Datteri: come mangiarli senza ingrassare

Scopriamo come mangiare i datteri, traendone tutti i benefici senza appesantire la linea.

datteri amici dell'intestino Fonte: Istock photo

Quando si parla di cibo, è facile perdersi a fantasticare su alimenti normalmente considerati calorici, pensando di non poterli mangiare se non in rare e studiate occasioni. La verità, però, è che spesso e volentieri basta qualche accorgimento per riuscire ad inserire nella propria alimentazione dei cibi che oltre ad essere buoni sono anche sani. Un esempio sono i datteri, della frutta dal sapore molto particolare che, grazie alla loro dolcezza, piacciono estremamente. Il loro unico difetto, se così lo si può chiamare, è quello di avere qualche caloria di troppo. Basta però inserirli nel modo corretto all’interno di un’alimentazione sana e bilanciata per poterli gustare senza limiti (o quasi.) Scopriamo quindi perché mangiare i datteri fa bene nonostante le loro calorie e come fare a gustarli anche ogni giorni senza sensi di colpa.

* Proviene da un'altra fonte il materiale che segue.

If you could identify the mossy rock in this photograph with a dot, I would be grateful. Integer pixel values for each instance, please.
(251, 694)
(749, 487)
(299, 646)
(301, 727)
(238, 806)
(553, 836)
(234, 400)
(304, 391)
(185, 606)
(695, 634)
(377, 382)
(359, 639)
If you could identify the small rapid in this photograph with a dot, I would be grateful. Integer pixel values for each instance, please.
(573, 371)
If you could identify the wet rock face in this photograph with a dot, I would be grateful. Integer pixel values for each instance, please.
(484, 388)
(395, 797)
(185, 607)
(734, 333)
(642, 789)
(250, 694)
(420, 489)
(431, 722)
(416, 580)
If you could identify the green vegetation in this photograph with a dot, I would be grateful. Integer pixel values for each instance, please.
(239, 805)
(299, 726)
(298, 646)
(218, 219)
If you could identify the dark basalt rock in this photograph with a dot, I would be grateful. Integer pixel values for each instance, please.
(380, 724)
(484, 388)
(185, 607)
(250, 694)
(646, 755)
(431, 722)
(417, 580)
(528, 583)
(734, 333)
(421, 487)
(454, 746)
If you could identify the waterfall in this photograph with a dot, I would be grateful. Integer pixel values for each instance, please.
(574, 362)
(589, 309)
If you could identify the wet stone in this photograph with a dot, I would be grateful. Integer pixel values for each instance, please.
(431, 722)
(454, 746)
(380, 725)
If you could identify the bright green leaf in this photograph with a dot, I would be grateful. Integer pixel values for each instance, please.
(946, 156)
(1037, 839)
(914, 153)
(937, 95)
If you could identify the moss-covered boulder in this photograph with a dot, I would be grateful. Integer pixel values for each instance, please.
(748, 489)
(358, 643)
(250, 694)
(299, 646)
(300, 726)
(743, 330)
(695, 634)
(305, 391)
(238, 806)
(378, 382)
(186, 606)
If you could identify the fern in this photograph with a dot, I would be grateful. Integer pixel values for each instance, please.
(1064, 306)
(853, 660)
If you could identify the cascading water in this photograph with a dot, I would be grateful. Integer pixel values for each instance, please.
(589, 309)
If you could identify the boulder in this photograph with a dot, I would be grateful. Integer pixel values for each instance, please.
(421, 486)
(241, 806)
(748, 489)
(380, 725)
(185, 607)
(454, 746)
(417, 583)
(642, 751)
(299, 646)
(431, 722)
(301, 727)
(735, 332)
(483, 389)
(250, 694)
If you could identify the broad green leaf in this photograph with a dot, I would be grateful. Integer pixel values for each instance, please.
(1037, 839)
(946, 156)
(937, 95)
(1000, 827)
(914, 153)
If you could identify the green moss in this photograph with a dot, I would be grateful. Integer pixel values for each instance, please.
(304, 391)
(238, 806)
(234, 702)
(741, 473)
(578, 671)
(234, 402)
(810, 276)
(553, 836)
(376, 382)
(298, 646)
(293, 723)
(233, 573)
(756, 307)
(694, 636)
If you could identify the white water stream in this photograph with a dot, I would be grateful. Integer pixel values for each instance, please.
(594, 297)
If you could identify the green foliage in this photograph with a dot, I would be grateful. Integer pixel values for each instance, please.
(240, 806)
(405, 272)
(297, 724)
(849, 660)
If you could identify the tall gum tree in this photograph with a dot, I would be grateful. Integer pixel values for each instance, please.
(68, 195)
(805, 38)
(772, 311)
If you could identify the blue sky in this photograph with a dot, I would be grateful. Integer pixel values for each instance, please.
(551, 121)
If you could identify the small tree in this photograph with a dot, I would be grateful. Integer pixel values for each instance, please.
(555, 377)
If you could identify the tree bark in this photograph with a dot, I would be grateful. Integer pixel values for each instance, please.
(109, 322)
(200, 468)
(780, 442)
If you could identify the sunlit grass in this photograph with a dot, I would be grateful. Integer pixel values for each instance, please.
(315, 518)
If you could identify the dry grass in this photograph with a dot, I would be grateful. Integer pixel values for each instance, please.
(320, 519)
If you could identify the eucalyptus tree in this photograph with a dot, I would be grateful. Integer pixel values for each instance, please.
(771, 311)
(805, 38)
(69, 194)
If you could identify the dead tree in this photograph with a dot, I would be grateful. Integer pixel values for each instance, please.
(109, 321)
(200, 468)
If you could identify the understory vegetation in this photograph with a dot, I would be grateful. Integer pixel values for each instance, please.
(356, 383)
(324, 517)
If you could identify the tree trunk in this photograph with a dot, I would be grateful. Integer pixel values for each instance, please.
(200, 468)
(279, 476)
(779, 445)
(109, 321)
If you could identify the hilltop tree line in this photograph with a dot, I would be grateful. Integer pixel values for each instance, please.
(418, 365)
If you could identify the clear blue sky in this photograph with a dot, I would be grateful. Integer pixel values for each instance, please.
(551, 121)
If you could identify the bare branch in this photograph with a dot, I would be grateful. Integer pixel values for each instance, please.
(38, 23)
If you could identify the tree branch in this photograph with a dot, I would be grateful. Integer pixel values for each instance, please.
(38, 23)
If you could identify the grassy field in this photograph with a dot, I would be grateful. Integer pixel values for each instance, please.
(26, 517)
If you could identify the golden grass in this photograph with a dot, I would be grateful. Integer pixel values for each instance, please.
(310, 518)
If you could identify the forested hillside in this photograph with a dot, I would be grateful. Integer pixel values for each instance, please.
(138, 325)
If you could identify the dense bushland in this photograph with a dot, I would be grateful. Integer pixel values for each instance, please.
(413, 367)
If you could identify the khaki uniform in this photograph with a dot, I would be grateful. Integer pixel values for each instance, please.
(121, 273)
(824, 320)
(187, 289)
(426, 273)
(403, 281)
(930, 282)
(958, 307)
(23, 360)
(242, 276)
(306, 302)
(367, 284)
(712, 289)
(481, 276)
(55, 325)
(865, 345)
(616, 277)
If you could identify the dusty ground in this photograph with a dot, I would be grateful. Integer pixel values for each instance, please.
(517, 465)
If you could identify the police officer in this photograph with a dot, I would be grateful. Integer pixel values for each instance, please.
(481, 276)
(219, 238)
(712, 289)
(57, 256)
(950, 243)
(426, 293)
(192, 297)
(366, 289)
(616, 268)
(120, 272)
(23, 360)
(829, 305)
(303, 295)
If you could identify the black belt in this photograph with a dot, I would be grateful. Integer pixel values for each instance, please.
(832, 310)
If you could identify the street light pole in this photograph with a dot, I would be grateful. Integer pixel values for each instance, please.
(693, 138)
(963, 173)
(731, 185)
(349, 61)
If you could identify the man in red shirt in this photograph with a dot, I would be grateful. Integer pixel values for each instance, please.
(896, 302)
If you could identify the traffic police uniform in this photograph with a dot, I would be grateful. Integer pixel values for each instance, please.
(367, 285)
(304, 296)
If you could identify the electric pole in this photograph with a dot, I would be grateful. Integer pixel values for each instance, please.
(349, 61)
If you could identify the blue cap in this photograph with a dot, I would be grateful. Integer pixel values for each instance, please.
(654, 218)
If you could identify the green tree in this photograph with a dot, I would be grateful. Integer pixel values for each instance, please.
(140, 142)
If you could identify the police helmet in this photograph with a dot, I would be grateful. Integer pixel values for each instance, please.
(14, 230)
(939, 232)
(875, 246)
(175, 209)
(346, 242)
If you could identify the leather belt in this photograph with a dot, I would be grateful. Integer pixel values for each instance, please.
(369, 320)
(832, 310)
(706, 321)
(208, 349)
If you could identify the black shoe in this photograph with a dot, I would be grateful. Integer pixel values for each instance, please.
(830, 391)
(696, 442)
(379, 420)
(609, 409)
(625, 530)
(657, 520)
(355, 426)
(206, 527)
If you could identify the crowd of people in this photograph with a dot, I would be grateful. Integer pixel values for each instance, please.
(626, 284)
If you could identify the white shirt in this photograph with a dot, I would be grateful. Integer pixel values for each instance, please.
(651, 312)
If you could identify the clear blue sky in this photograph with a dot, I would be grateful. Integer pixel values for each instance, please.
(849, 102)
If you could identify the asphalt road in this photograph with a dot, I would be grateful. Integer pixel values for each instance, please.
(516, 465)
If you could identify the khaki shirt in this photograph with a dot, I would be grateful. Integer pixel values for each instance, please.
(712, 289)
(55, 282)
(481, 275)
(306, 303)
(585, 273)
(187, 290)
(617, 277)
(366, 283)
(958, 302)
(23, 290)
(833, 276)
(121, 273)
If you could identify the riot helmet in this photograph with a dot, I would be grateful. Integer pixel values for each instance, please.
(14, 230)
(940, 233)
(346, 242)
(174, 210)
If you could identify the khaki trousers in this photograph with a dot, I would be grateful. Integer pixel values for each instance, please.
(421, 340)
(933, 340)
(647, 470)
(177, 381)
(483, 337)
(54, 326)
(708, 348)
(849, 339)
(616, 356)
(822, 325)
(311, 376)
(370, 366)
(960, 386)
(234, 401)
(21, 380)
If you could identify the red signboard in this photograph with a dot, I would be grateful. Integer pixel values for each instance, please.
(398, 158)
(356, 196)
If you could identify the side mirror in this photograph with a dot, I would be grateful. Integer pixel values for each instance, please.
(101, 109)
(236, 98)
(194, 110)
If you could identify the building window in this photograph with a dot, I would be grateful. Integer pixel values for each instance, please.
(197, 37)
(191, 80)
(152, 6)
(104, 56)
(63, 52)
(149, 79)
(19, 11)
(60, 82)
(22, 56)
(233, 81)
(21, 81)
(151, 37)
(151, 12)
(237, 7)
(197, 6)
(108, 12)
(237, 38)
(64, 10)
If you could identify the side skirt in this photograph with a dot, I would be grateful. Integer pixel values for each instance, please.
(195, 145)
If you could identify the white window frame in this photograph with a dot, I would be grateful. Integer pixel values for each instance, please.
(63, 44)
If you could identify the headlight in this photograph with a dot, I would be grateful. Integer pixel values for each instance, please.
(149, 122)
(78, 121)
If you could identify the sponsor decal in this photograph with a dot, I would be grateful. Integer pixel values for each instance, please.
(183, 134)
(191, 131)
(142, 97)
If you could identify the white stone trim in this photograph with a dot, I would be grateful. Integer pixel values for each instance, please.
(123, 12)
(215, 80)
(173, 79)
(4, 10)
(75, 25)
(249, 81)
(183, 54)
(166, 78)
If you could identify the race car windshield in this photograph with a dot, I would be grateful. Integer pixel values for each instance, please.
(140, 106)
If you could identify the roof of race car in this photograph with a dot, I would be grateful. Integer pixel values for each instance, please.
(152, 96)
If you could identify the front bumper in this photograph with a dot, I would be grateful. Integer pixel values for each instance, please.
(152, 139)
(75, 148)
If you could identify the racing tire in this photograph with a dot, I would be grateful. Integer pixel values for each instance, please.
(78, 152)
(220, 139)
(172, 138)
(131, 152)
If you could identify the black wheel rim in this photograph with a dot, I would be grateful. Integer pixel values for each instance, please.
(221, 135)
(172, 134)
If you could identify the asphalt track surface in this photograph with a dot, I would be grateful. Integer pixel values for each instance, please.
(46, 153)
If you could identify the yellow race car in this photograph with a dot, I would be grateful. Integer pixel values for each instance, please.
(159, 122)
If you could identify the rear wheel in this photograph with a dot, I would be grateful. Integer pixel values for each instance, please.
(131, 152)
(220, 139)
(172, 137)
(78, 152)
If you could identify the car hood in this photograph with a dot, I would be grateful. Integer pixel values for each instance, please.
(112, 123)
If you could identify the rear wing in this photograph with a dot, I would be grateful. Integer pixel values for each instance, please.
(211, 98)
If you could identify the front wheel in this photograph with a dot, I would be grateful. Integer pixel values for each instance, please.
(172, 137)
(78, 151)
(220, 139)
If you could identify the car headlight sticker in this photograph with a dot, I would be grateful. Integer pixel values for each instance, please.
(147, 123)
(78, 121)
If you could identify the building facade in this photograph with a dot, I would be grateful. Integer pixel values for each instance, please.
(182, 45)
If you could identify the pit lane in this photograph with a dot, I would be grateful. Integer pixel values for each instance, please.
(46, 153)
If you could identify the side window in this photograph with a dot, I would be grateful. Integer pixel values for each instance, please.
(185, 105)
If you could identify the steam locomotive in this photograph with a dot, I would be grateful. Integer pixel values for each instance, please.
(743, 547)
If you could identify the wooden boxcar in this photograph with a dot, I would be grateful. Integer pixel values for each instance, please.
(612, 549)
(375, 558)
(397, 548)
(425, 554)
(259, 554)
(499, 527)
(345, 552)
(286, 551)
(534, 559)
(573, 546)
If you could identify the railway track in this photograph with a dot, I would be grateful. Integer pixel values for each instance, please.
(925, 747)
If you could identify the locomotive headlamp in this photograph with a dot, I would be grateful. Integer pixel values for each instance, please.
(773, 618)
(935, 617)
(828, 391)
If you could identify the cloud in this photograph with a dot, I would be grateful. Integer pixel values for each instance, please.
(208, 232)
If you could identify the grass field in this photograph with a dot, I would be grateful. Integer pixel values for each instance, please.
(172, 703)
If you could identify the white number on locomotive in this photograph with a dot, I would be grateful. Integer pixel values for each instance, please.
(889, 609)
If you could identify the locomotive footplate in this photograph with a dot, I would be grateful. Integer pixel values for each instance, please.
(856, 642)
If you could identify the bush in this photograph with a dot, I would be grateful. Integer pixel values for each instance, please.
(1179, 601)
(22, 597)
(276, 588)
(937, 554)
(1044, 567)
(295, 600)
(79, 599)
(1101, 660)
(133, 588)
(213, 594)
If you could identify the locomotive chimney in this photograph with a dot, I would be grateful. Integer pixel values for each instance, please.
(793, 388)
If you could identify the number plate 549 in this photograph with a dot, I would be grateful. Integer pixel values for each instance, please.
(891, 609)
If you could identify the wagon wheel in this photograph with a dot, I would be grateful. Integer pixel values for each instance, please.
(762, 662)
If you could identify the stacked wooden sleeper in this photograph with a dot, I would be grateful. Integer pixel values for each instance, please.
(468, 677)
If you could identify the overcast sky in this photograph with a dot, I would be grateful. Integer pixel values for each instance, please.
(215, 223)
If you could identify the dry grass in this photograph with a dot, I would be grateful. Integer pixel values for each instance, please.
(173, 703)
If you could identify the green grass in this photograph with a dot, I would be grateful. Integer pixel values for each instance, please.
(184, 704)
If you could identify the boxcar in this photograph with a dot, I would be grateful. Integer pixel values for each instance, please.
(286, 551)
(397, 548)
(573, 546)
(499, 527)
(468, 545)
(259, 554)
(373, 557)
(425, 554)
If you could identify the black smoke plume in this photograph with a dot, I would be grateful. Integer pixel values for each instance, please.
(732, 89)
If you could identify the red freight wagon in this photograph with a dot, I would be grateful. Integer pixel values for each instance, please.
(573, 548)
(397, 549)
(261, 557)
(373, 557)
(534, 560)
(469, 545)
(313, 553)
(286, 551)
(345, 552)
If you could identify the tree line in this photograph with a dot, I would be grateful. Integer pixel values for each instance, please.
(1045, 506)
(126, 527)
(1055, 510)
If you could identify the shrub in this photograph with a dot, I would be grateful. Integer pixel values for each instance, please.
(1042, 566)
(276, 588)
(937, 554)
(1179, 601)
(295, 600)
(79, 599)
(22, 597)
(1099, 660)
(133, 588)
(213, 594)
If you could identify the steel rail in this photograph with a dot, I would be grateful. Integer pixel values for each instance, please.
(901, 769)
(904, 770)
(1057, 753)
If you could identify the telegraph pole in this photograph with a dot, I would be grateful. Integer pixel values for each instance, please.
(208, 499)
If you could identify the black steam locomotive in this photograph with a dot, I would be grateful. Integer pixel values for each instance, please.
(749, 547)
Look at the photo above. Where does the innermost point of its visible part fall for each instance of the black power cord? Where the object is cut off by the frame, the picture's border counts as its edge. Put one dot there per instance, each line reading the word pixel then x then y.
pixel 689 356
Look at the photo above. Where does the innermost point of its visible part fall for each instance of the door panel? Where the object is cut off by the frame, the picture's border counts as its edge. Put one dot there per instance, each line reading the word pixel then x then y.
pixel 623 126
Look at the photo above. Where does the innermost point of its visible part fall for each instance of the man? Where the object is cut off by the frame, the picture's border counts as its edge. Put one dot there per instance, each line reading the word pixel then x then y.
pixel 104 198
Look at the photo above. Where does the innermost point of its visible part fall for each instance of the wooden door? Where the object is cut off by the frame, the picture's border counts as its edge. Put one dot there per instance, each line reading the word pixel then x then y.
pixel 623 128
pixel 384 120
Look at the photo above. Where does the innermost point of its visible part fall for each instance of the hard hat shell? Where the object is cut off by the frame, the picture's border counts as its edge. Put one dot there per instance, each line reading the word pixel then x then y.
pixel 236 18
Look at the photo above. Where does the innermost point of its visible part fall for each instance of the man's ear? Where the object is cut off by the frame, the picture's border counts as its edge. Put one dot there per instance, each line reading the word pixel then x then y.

Datteri: come mangiarli senza ingrassarli e perché fanno bene

datteriSe si parla di datteri, il primo pensiero va subito al Natale, periodo in cui questi frutti si mangiano più spesso del solito. Il secondo pensiero riguarda invece le loro calorie e la difficoltà di mangiarne quanto si vorrebbe. La verità è che i datteri, oltre ad essere buoni sono ricchi di proprietà che fanno bene all’organismo e per questo motivo il loro consumo non andrebbe ostacolato ma, al massimo, gestito in modo consapevole al fine di ottenerne solo i benefici. Prima di capire come mangiare i datteri senza ingrassare è bene ricordare il perché fanno così bene. Si tratta infatti di frutti ricchi di fibre e quindi benefici per l’intestino e che tra le altre cose contengono anche minerali e vitamine. Infine, sono in grado di sostenere il sistema immunitario e di donare energia pronta da spendere e tutto senza dimenticare l’effetto di benessere che da il poterne gustare il sapore dolce e che riporta ai momenti dell’infanzia. Volendone riassumere brevemente gli aspetti positivi i datteri fanno bene per i seguenti motivi:

  • Sono ricchi di anti ossidanti
  • Donano energia pronta da spendere
  • Disinfiammano l’intestino
  • Fanno bene al cuore
  • Migliorano la digestione
  • Danno supporto al fegato
  • Aiutano il cervello a lavorare meglio
  • Fanno bene agli occhi
  • Riducono l’anemia
  • Fanno bene all’intestino
  • Contribuiscono ad abbassare i livelli di colesterolo cattivo
  • In caso di dieta (e se mangiati senza esagerare) appagano e saziano facilmente

Ora che sappiamo perché mangiarli, cerchiamo di capire come fare ad integrarli nell’alimentazione di tutti i giorni. I datteri sono molto dolci e le calorie che hanno provengono prevalentemente dagli zuccheri che contengono e che sono abbastanza da poter dolcificare persino un dolce. Se piacciono, quindi, si può iniziare a pensare di usarli nella preparazione dei dolci al posto dello zucchero. Essendo dei frutti saranno sicuramente più salutari e na basta davvero una piccola quantità per avere l’effetto dolcificante desiderato.
All’interno della dieta si stima che tre datteri al giorno siano la quantità ideale per trarne i benefici senza ingrassare. Ciò significa che si possono consumare come fonte di carboidrati nel corso della giornata. Si possono inserire a colazione nello yogurt greco e insieme a delle noci per avere un risveglio dolce al punto giusto e carico di energia. Altrimenti possono essere consumati durante il giorno come spezza fame. Ciò che conta, in questo caso, è non superare la dose consigliata che è appunto di tre datteri.
Durante le feste si possono usare per preparare dei dolcetti e sostituirli a quello che si mangerebbe altrimenti. Datteri con miele e noci sono ad esempio un dolce in grado di soddisfare il palato così come lo sono dei biscotti o una ciambella con datteri spezzettati ed usati al posto dello zucchero.
Come sempre, in questi casi, l’unico limite è la fantasia.

Attenzione: Prima di consumarli accertarsi di non essere allergici a questo tipo di frutto o di non avere altri problemi legati ad intolleranze ed allergie. I datteri contengono nichel e prima di consumarli, chi è allergico dovrebbe chiedere il parere al proprio medico curante. Infine, per via della quantità di zuccheri che contengono, il consumo è sconsigliato a chi soffre di diabete o di patologie simili. In questi casi è necessario quindi consultarsi con il proprio medico di fiducia.